Tutto il pomeriggio precedente Siirist era stato con i tre fabbri a lavorare sull’armatura del Cavaliere, che era stata incantata perché si potesse rigenerare automaticamente. Con quel nuovo strato di Adamantite che la ricopriva, era diventata più pesante e leggermente più ingombrante, ma c’era da ringraziare la tecnica di ripiegatura adottata dal fabbro demoniaco che aveva permesso di comprimere il metallo il più possibile. Sempre al cospetto della Forgia Infernale, Siirist aveva infuso le sue tre spade del potere della Zanmato, rafforzando esponenzialmente il potere demoniaco contenuto al loro interno.

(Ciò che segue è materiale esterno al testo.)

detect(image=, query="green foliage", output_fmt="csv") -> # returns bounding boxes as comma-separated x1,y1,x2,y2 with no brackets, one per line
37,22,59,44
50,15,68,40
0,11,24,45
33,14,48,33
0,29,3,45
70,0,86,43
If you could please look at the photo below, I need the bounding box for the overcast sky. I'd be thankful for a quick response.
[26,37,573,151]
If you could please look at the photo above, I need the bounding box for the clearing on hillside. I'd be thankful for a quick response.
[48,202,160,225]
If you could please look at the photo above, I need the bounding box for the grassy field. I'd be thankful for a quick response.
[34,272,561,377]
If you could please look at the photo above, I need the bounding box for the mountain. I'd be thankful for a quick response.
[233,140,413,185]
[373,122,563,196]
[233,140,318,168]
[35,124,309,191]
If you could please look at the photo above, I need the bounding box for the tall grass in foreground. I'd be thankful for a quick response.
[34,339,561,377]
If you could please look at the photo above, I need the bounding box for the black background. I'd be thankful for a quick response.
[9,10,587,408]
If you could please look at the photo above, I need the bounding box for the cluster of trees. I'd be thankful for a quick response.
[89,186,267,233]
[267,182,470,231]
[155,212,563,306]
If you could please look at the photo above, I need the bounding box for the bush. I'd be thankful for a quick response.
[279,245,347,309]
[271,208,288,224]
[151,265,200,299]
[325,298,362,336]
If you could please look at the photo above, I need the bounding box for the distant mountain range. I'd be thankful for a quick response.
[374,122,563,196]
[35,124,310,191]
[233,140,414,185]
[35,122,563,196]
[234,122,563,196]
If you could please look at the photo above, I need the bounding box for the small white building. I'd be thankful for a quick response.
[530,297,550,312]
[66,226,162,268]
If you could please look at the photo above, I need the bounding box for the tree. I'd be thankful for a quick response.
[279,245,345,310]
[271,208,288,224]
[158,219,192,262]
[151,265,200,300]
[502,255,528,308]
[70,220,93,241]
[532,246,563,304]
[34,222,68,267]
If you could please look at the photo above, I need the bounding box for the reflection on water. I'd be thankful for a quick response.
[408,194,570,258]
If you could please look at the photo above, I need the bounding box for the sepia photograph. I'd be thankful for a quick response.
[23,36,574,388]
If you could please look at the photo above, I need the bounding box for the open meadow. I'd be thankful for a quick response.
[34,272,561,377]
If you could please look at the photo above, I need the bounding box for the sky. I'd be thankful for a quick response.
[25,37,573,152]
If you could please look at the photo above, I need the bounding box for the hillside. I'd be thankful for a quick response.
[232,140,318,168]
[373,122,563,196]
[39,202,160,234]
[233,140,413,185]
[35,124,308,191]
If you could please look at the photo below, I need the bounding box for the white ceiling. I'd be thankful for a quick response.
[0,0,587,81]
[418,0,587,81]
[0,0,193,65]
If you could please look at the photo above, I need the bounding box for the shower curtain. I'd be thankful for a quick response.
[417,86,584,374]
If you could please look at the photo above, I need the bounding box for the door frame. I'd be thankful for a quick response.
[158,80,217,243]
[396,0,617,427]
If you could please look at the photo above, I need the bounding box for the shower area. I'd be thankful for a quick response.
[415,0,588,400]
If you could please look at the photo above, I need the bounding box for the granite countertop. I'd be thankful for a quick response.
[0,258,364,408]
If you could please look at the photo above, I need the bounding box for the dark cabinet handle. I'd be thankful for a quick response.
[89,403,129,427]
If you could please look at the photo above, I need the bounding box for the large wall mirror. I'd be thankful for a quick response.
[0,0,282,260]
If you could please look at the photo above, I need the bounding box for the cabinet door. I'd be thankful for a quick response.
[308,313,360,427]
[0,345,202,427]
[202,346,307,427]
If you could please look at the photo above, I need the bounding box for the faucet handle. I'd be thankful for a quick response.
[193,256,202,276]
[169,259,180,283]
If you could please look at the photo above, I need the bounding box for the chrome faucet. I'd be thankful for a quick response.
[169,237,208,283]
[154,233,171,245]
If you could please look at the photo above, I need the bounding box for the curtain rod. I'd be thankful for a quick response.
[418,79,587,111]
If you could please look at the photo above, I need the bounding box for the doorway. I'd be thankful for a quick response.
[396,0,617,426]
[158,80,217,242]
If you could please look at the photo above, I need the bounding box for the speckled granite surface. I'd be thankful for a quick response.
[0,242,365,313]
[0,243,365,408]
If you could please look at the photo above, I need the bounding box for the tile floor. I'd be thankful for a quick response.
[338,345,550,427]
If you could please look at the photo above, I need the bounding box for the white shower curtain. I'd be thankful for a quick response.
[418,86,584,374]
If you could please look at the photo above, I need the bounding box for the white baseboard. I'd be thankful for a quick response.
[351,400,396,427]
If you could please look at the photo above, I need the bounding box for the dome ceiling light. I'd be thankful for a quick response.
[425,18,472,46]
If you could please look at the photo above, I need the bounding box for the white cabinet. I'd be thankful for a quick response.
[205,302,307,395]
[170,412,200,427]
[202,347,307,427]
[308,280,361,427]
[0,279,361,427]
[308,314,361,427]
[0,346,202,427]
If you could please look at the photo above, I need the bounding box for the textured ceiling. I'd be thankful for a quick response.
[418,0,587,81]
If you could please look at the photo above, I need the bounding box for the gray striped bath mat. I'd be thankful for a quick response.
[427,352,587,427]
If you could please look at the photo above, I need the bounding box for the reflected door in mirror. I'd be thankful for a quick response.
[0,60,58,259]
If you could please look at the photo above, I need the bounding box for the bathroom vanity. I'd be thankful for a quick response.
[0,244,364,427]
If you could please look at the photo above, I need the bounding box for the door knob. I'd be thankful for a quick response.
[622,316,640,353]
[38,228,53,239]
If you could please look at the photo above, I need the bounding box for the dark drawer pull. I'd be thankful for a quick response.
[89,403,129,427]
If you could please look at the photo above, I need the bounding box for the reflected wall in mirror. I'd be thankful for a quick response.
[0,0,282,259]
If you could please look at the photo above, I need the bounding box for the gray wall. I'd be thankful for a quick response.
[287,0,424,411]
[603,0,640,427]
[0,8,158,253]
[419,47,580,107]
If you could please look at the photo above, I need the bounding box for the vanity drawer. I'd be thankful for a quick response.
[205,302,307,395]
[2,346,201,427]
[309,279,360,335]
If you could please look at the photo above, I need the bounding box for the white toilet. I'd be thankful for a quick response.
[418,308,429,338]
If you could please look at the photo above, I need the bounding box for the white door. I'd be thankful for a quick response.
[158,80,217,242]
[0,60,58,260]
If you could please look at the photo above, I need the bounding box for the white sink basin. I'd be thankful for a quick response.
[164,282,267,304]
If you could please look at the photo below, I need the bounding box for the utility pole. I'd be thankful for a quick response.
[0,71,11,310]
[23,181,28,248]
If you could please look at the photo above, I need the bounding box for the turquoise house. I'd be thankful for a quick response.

Rimandata l’armatura a Oblivion, Siirist aveva lasciato la fucina ed era andato a fare i bagagli, così come Hans e Bhyrindaar, che avevano deciso di lasciare Kami no seki: il primo per andare a Tronjheim assieme ai nani per studiare i metodi di lavorazione nanici, il secondo per ritornare a Rivendell. Tomoko, Eiko e Akane avevano aiutato il mezz’elfo ad organizzare i suoi averi più importanti, tra cui i vari grimori, mentre Akira si era occupato di avvolgere la Zanmato in una fasciatura di fibra d’argento e assicurarla con diversi talismani demoniaci, sia catene d’argento che piccole pergamene. Queste, infuse di potere demoniaco, fungevano da soppressori ed erano ciò che più si avvicinava ai prodotti mistici.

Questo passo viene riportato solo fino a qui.